MobTown CrossFit – CrossFit
Warm-up
Warm-up (No Measure)
**1. Movement Prep/Activation and Increasing Heart Rate**
6 min AMRAP
30 sec single unders
10 Banded Air Squats
5 Dumbbell Suitcase Deadlifts (each)
5 Hang Dumbbell Power Cleans (each)
5 Dumbbell Shoulder to Overhead (each)
-into-
4 min AMRAP
Build on Back Squats
* Build up to starting weight in 3-5 working sets *
**2. Strength Prep**
Use moderate weight on sets to allow solid focus on form and positions throughout reps in preparation for heavy reps in the coming weeks. Cue athletes to breathe in at the top of the rep and breathe when coming out of the bottom of the squat.
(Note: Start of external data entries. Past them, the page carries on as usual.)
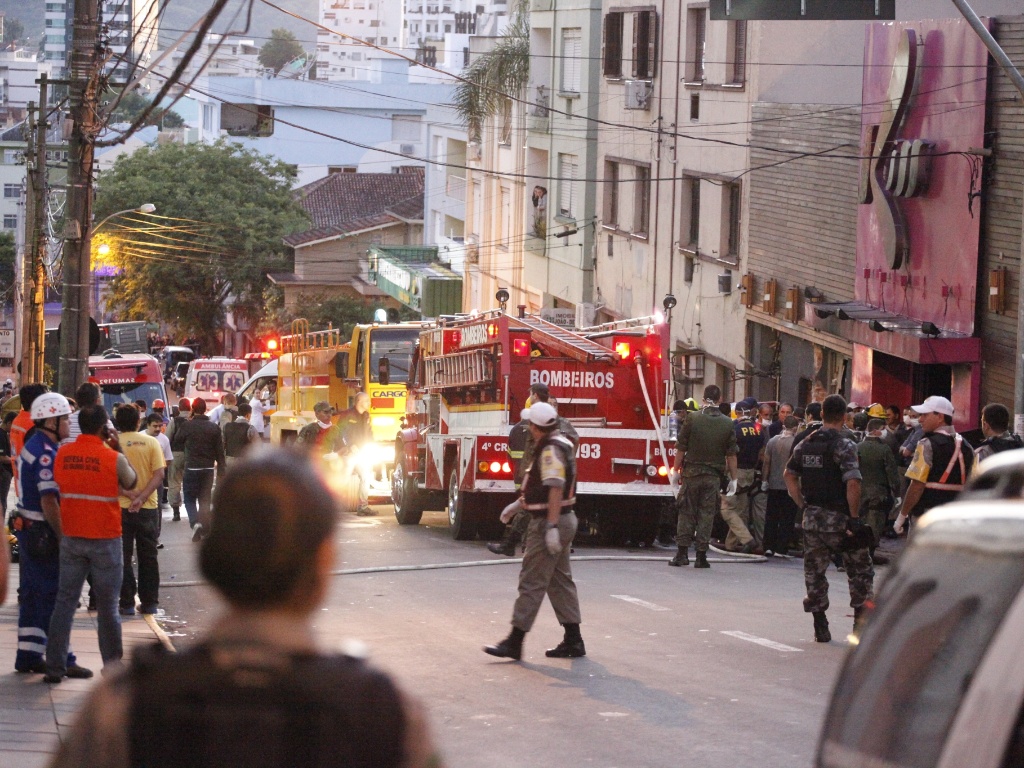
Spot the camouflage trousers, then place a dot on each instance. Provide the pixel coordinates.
(818, 550)
(696, 505)
(875, 510)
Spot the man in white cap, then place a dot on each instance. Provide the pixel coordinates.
(941, 462)
(549, 495)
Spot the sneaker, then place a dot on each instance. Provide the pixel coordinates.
(77, 672)
(502, 548)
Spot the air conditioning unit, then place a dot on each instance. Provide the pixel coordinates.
(585, 314)
(637, 94)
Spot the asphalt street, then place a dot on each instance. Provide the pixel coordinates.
(716, 668)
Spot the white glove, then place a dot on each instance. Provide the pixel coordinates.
(509, 512)
(552, 541)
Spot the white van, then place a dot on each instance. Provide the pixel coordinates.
(212, 378)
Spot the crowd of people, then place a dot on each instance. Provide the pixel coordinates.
(91, 487)
(826, 481)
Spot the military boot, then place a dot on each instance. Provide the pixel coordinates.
(510, 647)
(821, 633)
(682, 557)
(571, 645)
(859, 616)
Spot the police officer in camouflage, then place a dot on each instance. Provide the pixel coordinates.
(521, 446)
(823, 478)
(706, 452)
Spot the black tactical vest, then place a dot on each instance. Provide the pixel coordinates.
(257, 707)
(943, 446)
(1000, 443)
(820, 477)
(178, 438)
(535, 492)
(236, 438)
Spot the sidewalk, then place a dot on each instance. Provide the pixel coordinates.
(33, 715)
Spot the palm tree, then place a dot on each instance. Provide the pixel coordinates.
(497, 76)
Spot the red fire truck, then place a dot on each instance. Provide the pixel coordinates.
(469, 383)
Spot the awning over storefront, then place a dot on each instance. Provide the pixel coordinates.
(415, 276)
(892, 333)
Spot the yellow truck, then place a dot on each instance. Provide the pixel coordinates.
(318, 366)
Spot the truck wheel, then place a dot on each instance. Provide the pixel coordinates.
(462, 511)
(406, 496)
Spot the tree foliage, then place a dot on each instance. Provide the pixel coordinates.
(280, 49)
(497, 76)
(6, 268)
(133, 103)
(221, 213)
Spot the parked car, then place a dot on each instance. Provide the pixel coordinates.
(936, 677)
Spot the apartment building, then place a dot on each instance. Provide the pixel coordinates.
(673, 137)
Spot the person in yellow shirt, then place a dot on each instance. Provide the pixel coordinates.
(139, 513)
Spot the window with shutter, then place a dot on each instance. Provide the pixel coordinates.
(567, 173)
(644, 44)
(571, 52)
(641, 199)
(696, 26)
(693, 219)
(738, 59)
(612, 54)
(610, 194)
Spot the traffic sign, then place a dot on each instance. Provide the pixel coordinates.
(782, 10)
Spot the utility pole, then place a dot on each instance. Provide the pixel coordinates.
(86, 61)
(34, 286)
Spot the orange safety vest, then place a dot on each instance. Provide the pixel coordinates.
(18, 429)
(86, 471)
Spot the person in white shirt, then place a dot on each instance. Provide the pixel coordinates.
(257, 414)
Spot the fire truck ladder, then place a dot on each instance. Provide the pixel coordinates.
(562, 341)
(460, 369)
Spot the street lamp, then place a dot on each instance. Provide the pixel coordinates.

Athletes should only need 2-3 sets to be at their working weight prior to warm up.
**3. Workout Prep**
2 sets (Build in weight)
10 Double Unders
4 Alternating Dumbbell Clean and Jerks
Weightlifting
Back Squat (10×3)
3 Back Squat x 10 sets @67.5% of Heavy Single (Week 1)
* Complete a set Every Minute *
It is an EMOM so the last 3-4 rounds will be spicy. Be ready for it!
Metcon
COMP: Metcon (AMRAP – Rounds and Reps)
12 min AMRAP
50 Double Unders
8 Alternating Dumbbell Clean and Jerk (55/35)
Target number of Rounds: 6+ rounds
Minimum number of Rounds before scaling: 4.5 rounds
DO NOT DROP THE DUMBBELL FROM ABOVE WAIST HEIGHT.
FIT: Metcon (AMRAP – Rounds and Reps)
12 min AMRAP
50 Single Unders
8 Alternating Dumbbell Clean and Jerk (35/20)
Target number of Rounds: 6+ rounds
Minimum number of Rounds before scaling: 4.5 rounds
DO NOT DROP THE DUMBBELL FROM ABOVE WAIST HEIGHT.